Hi all
First of all just wanted to say a big thank you to all that have posted on here and those that have replied - it's been a great help and a great resource ...
I've been diagnosed with T4 N3 M1b Adenosquamous lung cancer ("predominantly adenocarcinoma with some squamous features" according to the biopsy) and am due to see the oncologist next week to discuss possible treatments. I have a very high PD-L1 count (100%) and am yet to receive results for any molecular markers....
There's not much information on this cancer type on any of the UK websites, but there seems to be a bit on the US websites, but I just wondered if anyone else has been diagnosed with this or whether it's rare diagnosis and what it might mean for possible treatment plans.

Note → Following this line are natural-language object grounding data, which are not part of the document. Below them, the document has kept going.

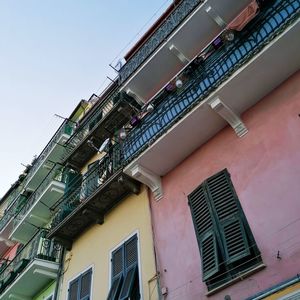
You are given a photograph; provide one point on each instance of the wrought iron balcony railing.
(109, 116)
(160, 35)
(83, 187)
(202, 79)
(38, 247)
(16, 203)
(55, 174)
(12, 210)
(65, 128)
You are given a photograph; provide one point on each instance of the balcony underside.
(54, 155)
(39, 214)
(93, 209)
(119, 115)
(189, 38)
(279, 60)
(37, 275)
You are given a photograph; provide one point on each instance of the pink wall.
(265, 170)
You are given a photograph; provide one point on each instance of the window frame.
(80, 274)
(123, 241)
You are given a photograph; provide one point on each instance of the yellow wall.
(290, 289)
(94, 246)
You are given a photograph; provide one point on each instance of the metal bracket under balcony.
(118, 114)
(92, 209)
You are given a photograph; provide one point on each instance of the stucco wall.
(265, 170)
(46, 293)
(94, 246)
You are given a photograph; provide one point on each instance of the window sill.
(241, 276)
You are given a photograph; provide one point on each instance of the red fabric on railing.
(244, 17)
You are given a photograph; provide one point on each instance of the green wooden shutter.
(129, 283)
(73, 289)
(115, 288)
(91, 178)
(229, 216)
(204, 228)
(117, 262)
(131, 253)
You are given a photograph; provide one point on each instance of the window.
(227, 246)
(80, 288)
(124, 266)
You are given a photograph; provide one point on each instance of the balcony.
(107, 117)
(6, 222)
(91, 197)
(238, 73)
(174, 41)
(35, 212)
(51, 154)
(35, 265)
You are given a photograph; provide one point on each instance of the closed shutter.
(124, 271)
(73, 289)
(129, 283)
(117, 262)
(91, 178)
(224, 201)
(204, 228)
(85, 286)
(131, 254)
(115, 288)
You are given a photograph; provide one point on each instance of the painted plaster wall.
(46, 293)
(290, 290)
(265, 170)
(94, 246)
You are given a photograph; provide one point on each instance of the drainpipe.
(276, 289)
(60, 273)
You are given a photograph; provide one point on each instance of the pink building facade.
(265, 171)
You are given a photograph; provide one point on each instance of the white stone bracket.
(229, 116)
(148, 178)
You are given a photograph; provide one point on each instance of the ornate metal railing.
(37, 248)
(55, 174)
(12, 210)
(201, 79)
(83, 187)
(96, 117)
(160, 35)
(65, 128)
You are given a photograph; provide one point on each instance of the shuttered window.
(80, 288)
(226, 244)
(125, 281)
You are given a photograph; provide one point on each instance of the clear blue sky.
(53, 53)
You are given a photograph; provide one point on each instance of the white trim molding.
(229, 116)
(147, 177)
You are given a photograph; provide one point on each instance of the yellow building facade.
(94, 247)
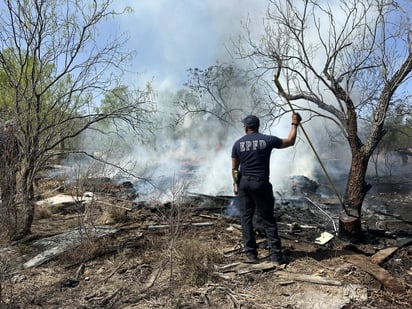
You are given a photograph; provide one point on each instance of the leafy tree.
(53, 70)
(344, 61)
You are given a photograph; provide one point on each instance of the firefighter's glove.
(235, 191)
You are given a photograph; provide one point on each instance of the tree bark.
(350, 226)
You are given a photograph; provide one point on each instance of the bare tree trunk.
(350, 222)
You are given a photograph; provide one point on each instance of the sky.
(171, 36)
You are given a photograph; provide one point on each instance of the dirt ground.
(188, 254)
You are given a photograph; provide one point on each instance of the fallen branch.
(381, 274)
(163, 226)
(383, 254)
(308, 278)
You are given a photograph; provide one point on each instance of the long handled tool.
(283, 94)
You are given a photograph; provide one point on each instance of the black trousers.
(257, 195)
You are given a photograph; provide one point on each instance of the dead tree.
(345, 62)
(52, 72)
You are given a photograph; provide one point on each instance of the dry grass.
(196, 260)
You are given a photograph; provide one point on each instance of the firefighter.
(250, 172)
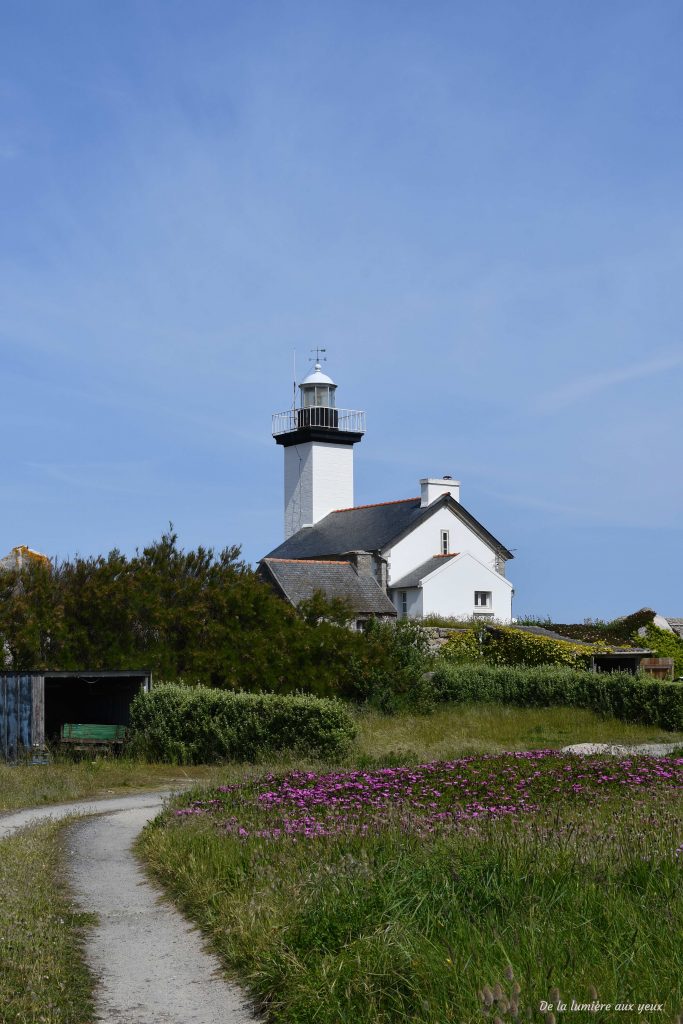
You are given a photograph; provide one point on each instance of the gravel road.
(151, 965)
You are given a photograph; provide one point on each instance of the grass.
(453, 730)
(449, 731)
(63, 781)
(43, 979)
(365, 929)
(458, 925)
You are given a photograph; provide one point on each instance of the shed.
(34, 706)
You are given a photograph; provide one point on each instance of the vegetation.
(665, 643)
(199, 615)
(633, 698)
(68, 780)
(453, 730)
(199, 725)
(196, 613)
(42, 974)
(407, 737)
(506, 645)
(619, 632)
(456, 892)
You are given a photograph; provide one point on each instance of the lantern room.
(317, 390)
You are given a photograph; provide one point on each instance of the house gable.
(417, 545)
(453, 586)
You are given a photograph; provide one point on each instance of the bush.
(387, 671)
(506, 645)
(199, 725)
(664, 643)
(632, 698)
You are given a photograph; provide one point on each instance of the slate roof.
(372, 527)
(413, 579)
(298, 580)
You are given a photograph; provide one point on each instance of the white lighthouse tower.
(318, 441)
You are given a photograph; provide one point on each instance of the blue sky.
(475, 208)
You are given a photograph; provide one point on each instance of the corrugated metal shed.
(34, 706)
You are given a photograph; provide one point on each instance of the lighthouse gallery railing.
(318, 416)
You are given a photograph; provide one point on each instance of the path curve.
(151, 965)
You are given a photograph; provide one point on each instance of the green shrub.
(197, 725)
(619, 632)
(506, 645)
(664, 643)
(387, 671)
(632, 698)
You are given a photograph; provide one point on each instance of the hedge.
(200, 725)
(506, 645)
(633, 698)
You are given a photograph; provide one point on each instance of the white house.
(428, 554)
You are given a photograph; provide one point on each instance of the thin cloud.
(587, 386)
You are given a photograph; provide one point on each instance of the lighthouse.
(317, 438)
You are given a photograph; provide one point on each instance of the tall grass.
(65, 781)
(43, 979)
(462, 927)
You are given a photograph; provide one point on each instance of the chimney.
(432, 487)
(364, 561)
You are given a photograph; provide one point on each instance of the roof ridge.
(309, 561)
(375, 505)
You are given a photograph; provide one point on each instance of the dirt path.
(151, 964)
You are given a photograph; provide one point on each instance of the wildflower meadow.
(497, 887)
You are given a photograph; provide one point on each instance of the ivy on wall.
(506, 645)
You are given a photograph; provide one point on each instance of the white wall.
(414, 595)
(425, 541)
(450, 590)
(318, 478)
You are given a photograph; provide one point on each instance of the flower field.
(455, 891)
(429, 798)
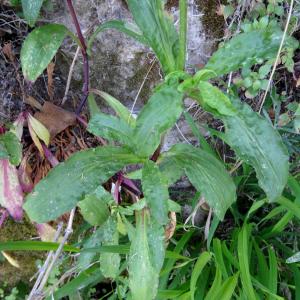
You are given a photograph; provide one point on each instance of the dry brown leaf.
(7, 50)
(33, 102)
(55, 118)
(50, 70)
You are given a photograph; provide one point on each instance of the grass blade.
(203, 259)
(34, 246)
(243, 255)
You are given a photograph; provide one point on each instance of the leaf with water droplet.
(70, 181)
(256, 141)
(39, 48)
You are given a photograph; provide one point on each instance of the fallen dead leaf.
(55, 118)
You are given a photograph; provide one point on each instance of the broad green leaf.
(243, 255)
(158, 115)
(205, 172)
(143, 278)
(155, 190)
(86, 278)
(39, 48)
(216, 285)
(257, 143)
(110, 262)
(214, 99)
(292, 207)
(34, 246)
(93, 107)
(122, 112)
(11, 194)
(129, 29)
(11, 148)
(93, 210)
(31, 10)
(95, 240)
(227, 289)
(71, 180)
(201, 139)
(203, 259)
(171, 261)
(158, 29)
(247, 49)
(111, 128)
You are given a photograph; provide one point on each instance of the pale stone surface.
(119, 64)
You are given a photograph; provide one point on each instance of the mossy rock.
(13, 231)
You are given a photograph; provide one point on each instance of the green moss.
(12, 231)
(212, 22)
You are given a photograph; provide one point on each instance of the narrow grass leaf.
(243, 255)
(203, 259)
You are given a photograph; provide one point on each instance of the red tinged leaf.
(24, 172)
(11, 194)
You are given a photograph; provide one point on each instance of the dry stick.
(262, 101)
(68, 231)
(86, 76)
(140, 89)
(72, 68)
(36, 290)
(70, 76)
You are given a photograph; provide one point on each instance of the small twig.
(59, 249)
(70, 76)
(262, 101)
(86, 75)
(141, 87)
(36, 290)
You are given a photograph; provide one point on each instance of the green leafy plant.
(135, 225)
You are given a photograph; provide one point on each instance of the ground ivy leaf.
(71, 180)
(39, 48)
(205, 172)
(155, 190)
(256, 142)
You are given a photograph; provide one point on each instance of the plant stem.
(182, 34)
(86, 75)
(262, 101)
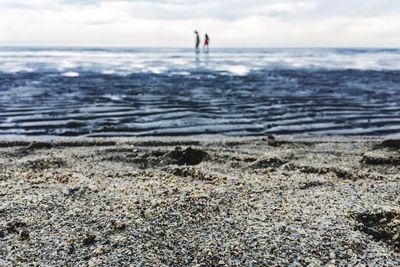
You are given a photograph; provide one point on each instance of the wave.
(171, 61)
(202, 101)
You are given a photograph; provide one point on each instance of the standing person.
(206, 44)
(197, 42)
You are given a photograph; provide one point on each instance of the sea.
(112, 92)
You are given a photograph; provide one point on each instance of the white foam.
(70, 74)
(240, 62)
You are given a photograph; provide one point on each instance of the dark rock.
(382, 226)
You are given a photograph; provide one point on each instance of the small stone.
(118, 225)
(23, 235)
(89, 240)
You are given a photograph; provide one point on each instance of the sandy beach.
(199, 201)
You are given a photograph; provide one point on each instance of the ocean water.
(169, 92)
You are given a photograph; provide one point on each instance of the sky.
(229, 23)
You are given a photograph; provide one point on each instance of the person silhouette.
(197, 42)
(206, 47)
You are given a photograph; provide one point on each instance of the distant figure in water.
(197, 42)
(206, 47)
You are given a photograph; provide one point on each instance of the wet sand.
(200, 201)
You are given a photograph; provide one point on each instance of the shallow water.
(129, 92)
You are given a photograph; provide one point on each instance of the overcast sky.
(230, 23)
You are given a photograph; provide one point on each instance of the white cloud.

Hi Tallbee sorry you find yourself here. My mum has the same biopsy results as you. Apparently this is not uncommon but I have struggled to find anyone else who has this as well. We asked the doctor and they said the improvements in testing will make this more common.
We are due to meet the oncologist next week to discuss the biomarker results and treatments so I can’t really offer anything more sorry. I think from what I understand is the results from the biomarker tests are the key to what treatment is best. Wishing all the best for next week.
Hi Lujo Thanks for replying and the information. Sounds like next week will be an important week for both of us and it's good to find at least one other person with this diagnosis :) I'll update this once I know more next week. Best wishes to your Mum too
Hi Tallbee and Lujo
just wanted to say hello and give you both some positive news regarding having a diagnosis of Adenosquamous lung cancer. I was diagnosed with this sub- type of NSCL cancer nearly four years ago, stage four, and I’m still not only still here but currently NED ( no evidence of disease) at my last scan. You can see my journey on my profile.
Wishing you all the best, Marie
Learn from yesterday , live for today, hope for tomorrow. The important thing is not to stop asking questions (Albert Einstein)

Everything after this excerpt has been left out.